My circuit is not so efficient, as it's the classic LH0002 where the driver and output stages run at the same current. Also, the voltage rails I7m using are quite high. From the same heatsink (5-8W max with convection cooling) I'd be looking at about 15 mW into 16 ohms.

[rjm]

I've ordered 10 boards, so 4 pairs are available. Cost is $20 for a pair including shipping. Email or pm if interested.

I will provide support in the form of a custom BOM / instructions to each person who buys the boards, the values tailored to whatever application they propose: class A, class AB, high Z phones, low Z phones, power supply voltage, etc.

Parts cost for this project is pretty trivial, the capacitors are the bulk of the cost. $30-40 total, less power supply and chassis hardware. I will be placing an order with Mouser so if people want parts as well as the boards I can help out with this to a point.

[rjm]

brd and sch images for the production prototype boards rev 10b

[jaycee]

Here's my version (one channel obviously and without the power supply, which is nothing interesting)

It's biased at about 50mA i think. I use the heatsink from an old PC PSU for the output transistors. The MJE15032/3 transistors are probably overkill, but i didn't have any BD139/140 handy at the time. The Q103/104 transistors do get a bit warm but they're within spec.

My current breadboarded version has no gain - with the output of my PC it's not needed. I suppose you could get rid of the opamp, but the feedback gets the distortion down, and the OPA2134 opamp's FET input means low offset. Really, the coupling capacitor shown isn't needed.

[rjm]

A very sensible circuit. Zobel on the output, 10 ohms after the op amp, and RC filter on the input. Current sources replacing the emitter resistors. All very nice and proper. Thanks for sharing that.

(in Agent Smith voice) The coupling capacitors are for your own ... protection...

They aren't needed until the one day when they save your voice coils from melting.

Wrapping the feedback loop around the output buffer reduces distortion but may also reduce stability. The question is which is the more important factor in play, something I don't have an answer for right now and for that reason the Sapphire proto boards are switchable. In principle, if the output buffer is heavily biased into class A so there is no crossover distortion then feedback should not be necessary.

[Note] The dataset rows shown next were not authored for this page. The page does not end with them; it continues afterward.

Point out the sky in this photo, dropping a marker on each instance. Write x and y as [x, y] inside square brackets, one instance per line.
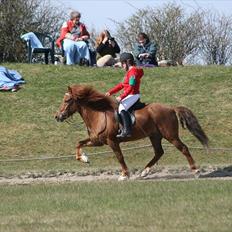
[104, 14]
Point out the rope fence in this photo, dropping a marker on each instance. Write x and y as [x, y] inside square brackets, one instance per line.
[109, 151]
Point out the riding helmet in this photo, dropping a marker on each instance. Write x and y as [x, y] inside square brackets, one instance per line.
[126, 56]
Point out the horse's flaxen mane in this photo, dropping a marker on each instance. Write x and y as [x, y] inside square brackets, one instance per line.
[88, 96]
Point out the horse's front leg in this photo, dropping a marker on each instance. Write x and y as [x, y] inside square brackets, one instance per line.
[117, 151]
[81, 156]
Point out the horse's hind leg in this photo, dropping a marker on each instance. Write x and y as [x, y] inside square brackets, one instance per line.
[185, 151]
[117, 151]
[158, 150]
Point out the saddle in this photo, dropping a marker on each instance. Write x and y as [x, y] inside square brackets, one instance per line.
[136, 106]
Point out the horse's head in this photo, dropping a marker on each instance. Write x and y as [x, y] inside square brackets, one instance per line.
[68, 106]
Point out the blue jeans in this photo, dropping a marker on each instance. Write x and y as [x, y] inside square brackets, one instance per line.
[75, 50]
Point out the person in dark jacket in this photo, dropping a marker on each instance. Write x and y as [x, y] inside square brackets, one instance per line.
[106, 48]
[145, 51]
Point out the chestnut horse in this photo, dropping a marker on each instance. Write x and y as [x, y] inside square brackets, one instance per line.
[155, 121]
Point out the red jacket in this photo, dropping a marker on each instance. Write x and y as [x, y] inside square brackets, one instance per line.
[130, 84]
[67, 28]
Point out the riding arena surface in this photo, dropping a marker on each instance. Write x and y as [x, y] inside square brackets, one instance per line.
[164, 173]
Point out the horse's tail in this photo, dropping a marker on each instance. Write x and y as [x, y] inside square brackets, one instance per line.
[189, 120]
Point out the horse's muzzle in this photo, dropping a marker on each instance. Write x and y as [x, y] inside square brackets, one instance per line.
[59, 117]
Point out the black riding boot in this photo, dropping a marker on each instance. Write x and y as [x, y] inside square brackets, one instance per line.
[126, 122]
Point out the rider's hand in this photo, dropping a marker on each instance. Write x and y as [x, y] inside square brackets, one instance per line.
[118, 99]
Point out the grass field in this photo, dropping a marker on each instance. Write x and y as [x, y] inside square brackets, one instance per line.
[28, 130]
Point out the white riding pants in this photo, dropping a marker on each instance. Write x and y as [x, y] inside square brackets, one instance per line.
[127, 102]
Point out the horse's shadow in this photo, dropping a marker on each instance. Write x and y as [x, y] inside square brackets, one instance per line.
[219, 172]
[206, 172]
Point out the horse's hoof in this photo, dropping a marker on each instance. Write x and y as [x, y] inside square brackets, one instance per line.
[123, 177]
[84, 158]
[145, 172]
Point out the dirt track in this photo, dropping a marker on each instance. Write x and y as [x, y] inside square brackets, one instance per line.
[156, 174]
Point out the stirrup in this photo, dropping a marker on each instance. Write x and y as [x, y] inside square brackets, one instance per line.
[123, 134]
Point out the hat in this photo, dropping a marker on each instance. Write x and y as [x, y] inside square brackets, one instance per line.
[126, 56]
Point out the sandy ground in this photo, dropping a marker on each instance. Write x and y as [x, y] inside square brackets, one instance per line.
[156, 174]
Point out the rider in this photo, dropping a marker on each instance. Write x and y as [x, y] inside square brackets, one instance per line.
[131, 93]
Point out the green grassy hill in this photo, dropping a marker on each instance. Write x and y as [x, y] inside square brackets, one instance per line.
[28, 128]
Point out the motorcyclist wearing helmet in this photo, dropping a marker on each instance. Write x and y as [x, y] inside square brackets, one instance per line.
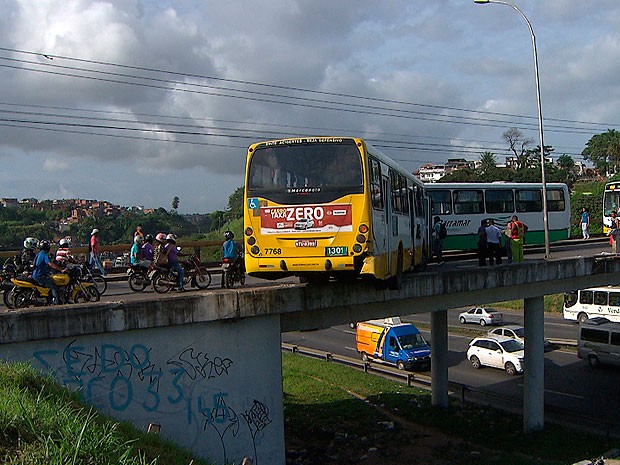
[173, 260]
[63, 254]
[135, 254]
[25, 261]
[41, 273]
[160, 257]
[147, 252]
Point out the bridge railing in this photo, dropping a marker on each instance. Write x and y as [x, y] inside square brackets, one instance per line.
[200, 248]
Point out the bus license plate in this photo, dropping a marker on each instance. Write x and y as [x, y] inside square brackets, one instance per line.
[339, 251]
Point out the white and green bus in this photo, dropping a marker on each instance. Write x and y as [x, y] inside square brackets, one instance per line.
[462, 206]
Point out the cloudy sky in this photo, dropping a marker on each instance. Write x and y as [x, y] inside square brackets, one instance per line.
[140, 101]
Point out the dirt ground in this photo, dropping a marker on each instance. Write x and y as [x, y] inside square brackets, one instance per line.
[396, 441]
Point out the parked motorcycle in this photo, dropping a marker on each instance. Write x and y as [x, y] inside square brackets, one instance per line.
[138, 277]
[232, 272]
[94, 276]
[71, 289]
[195, 275]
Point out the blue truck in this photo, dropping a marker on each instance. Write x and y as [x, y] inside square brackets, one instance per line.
[392, 342]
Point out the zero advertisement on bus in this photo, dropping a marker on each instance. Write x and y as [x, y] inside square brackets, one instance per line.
[306, 218]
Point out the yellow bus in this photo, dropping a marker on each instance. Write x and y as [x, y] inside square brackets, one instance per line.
[321, 207]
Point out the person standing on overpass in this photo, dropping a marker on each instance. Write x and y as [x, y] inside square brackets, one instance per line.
[517, 239]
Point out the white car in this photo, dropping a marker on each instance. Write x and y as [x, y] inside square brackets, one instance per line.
[498, 352]
[513, 331]
[482, 316]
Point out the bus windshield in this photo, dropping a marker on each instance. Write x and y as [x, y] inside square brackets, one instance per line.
[306, 169]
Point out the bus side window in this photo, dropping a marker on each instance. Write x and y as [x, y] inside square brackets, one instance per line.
[376, 192]
[600, 298]
[555, 200]
[614, 299]
[441, 202]
[594, 335]
[586, 297]
[529, 200]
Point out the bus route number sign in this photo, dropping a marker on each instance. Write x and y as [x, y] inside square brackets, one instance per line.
[339, 251]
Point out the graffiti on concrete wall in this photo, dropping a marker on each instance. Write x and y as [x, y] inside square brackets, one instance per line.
[191, 385]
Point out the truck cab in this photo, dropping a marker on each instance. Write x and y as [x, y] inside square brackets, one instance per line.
[392, 342]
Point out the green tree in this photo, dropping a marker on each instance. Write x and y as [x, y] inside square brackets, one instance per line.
[604, 151]
[488, 163]
[518, 144]
[235, 204]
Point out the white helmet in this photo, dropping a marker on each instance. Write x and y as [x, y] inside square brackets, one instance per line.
[31, 243]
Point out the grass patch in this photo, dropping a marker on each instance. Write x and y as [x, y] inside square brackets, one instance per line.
[336, 411]
[41, 423]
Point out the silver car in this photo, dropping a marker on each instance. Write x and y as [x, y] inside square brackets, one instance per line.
[498, 352]
[482, 316]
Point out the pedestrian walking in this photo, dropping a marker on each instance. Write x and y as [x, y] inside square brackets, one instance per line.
[507, 241]
[494, 243]
[517, 239]
[585, 223]
[482, 243]
[93, 248]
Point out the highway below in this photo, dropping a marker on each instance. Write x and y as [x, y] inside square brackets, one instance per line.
[571, 386]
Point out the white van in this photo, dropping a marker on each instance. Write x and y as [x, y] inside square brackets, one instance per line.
[599, 342]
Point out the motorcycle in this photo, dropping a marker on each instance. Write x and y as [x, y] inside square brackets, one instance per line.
[232, 272]
[71, 289]
[138, 277]
[195, 275]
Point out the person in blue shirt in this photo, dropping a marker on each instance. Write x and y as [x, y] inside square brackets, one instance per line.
[585, 223]
[41, 273]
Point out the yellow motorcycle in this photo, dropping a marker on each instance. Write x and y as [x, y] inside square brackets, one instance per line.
[71, 289]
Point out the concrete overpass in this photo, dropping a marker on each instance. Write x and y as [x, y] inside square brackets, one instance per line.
[207, 367]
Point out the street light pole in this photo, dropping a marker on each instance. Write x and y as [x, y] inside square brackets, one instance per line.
[540, 130]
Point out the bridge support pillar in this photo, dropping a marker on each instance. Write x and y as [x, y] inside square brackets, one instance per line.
[439, 359]
[534, 376]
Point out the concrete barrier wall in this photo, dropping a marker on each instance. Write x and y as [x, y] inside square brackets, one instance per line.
[215, 388]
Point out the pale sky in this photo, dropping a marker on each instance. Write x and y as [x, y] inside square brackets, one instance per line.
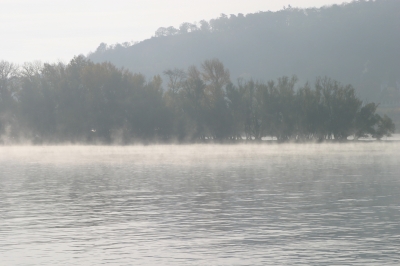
[53, 30]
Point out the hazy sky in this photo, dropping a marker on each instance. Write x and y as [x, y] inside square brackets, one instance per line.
[51, 30]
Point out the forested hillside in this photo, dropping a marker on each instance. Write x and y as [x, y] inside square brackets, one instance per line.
[356, 43]
[86, 102]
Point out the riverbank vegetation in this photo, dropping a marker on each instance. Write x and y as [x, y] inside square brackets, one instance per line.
[99, 103]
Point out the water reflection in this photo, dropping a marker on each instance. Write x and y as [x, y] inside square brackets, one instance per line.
[200, 205]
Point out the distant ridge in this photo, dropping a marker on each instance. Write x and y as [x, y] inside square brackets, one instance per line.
[356, 43]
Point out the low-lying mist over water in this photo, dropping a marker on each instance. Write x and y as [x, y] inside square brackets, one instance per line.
[286, 204]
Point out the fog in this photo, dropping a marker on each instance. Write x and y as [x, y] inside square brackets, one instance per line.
[286, 204]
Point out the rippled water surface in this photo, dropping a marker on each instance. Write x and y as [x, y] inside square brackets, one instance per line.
[321, 204]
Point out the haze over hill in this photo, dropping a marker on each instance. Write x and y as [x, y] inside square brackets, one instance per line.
[355, 43]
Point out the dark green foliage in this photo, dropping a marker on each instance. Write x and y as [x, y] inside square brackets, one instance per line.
[87, 102]
[356, 43]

12V bipolar supply is a lot of voltage for a headphone amplifier, and really not needed. Well, if you are running speakers from it is, but for low impedance headphones especially +/-5V is more than sufficient.

2 of the 4 proto boards are taken.

[jaycee]

Fair note about the supplies, and I may indeed change it as I think I have a suitable 6-0-6 transformer someplace.

I tried the amp with the opamp feedback taken from the opamp output, and with the feedback taken after the buffer, and preferred the latter. I've had no stability issues except for when I was trying different opamps, some would oscillate as soon as I attached my oscilloscope probe to the output. The Zobel on the output cured that problem.

The L_VA and L_VB pins are to connect a potentiometer for volume control. The third pin of the pot would go to AGND, and you'd omit R102 - the input impedance would then be set by the pot. I did it this way so that the opamp and the attached device sees the same impedance no matter what the volume setting is.